Trois chaînes de magasins ont déclaré à Reuters que les ventes de produits destinés à se préparer aux situations d'urgence s'étaient à nouveau accélérées après avoir connu une hausse au début de la pandémie de COVID-19.

"Les ventes de kits de crise, de radios à remontoir, de filtres à eau et de conteneurs d'eau - à peu près tout - ont augmenté", a déclaré Fredrik Stockhaus, fondateur de Criseq, une boutique en ligne suédoise. L'office suédois des statistiques ne mesure pas les ventes à ce niveau de détail.

Si l'un ou l'autre des deux pays demande l'adhésion à l'OTAN, la Finlande semble prête à agir en premier, selon les diplomates et les politiciens. Le ministre des affaires étrangères, M. Haavisto, a déclaré qu'il avait des discussions "presque quotidiennes" avec son homologue suédois sur le sujet.

"Ce ne serait pas idéal pour la Finlande d'y aller seule, car alors tous les risques du processus de candidature pèseraient sur elle", a déclaré Matti Pesu, analyste de la politique étrangère à l'Institut finlandais des affaires internationales.

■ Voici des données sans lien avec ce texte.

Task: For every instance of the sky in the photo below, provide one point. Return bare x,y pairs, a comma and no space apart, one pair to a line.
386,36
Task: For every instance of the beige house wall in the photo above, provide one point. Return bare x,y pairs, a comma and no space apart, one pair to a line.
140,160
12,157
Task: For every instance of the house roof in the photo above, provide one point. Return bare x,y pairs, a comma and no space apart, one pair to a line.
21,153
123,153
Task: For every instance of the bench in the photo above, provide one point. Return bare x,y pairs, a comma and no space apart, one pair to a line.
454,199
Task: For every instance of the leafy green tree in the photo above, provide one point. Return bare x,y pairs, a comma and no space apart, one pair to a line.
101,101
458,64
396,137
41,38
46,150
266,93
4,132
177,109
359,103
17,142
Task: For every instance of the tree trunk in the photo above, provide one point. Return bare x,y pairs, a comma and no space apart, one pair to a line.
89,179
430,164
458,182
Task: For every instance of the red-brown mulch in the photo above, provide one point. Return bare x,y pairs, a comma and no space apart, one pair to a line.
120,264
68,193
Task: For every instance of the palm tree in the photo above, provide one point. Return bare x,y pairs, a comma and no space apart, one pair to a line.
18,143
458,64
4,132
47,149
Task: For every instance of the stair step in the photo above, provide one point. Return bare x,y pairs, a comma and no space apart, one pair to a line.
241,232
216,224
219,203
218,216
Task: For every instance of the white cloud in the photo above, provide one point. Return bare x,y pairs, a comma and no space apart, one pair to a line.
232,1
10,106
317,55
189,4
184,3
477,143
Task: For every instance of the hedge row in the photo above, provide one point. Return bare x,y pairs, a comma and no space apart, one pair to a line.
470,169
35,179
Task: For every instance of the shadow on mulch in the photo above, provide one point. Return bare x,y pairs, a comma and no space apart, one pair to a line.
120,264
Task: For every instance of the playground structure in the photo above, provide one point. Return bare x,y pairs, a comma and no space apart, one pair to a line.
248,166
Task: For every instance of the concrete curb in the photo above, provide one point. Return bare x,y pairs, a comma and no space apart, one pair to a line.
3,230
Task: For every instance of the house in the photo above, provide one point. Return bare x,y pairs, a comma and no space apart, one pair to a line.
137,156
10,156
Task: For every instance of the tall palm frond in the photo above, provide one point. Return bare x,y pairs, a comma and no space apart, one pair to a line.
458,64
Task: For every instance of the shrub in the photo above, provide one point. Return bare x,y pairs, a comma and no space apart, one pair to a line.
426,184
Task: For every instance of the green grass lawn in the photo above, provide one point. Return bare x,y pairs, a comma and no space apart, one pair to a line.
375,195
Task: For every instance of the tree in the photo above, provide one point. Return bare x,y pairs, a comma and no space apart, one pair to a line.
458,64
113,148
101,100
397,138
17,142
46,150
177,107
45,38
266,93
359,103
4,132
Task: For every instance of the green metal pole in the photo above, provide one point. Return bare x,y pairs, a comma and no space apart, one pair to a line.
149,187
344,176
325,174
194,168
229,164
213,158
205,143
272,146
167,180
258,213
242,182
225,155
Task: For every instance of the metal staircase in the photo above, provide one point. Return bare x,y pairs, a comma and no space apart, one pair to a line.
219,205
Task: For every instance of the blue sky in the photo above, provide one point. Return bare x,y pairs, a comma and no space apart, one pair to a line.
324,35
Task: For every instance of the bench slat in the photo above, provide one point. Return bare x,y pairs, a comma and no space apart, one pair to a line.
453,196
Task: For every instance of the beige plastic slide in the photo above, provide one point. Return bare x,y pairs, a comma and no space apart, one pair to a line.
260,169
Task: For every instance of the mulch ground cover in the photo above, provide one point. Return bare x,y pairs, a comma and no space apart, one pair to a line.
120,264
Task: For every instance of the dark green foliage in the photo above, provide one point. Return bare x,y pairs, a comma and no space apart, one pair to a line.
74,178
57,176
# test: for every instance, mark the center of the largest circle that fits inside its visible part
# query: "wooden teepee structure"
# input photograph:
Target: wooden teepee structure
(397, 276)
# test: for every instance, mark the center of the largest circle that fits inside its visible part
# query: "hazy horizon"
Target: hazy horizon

En Suède, le gouvernement et l'opposition procèdent à une analyse de la politique de sécurité qui est attendue en mai. La première ministre Magdalena Andersson a souligné à la télévision nationale le 30 mars qu'il était important d'attendre et de voir les conclusions de cette analyse. Les sociaux-démocrates au pouvoir s'opposent à l'adhésion, mais quatre partis d'opposition la soutiennent.

Malgré cela, le statut de non-aligné de la Suède est de plus en plus flou, a déclaré Anna Wieslander, directrice de l'Europe du Nord au groupe de réflexion Atlantic Council.

"Si vous regardez les choses, nous nous préparons à rencontrer l'adversaire ensemble et je pense qu'il n'y a aucun doute sur le camp dans lequel nous nous trouvons", a-t-elle déclaré. "Vous pouvez voir les avertissements que la Russie a donnés, il n'y a donc aucun doute de leur côté également."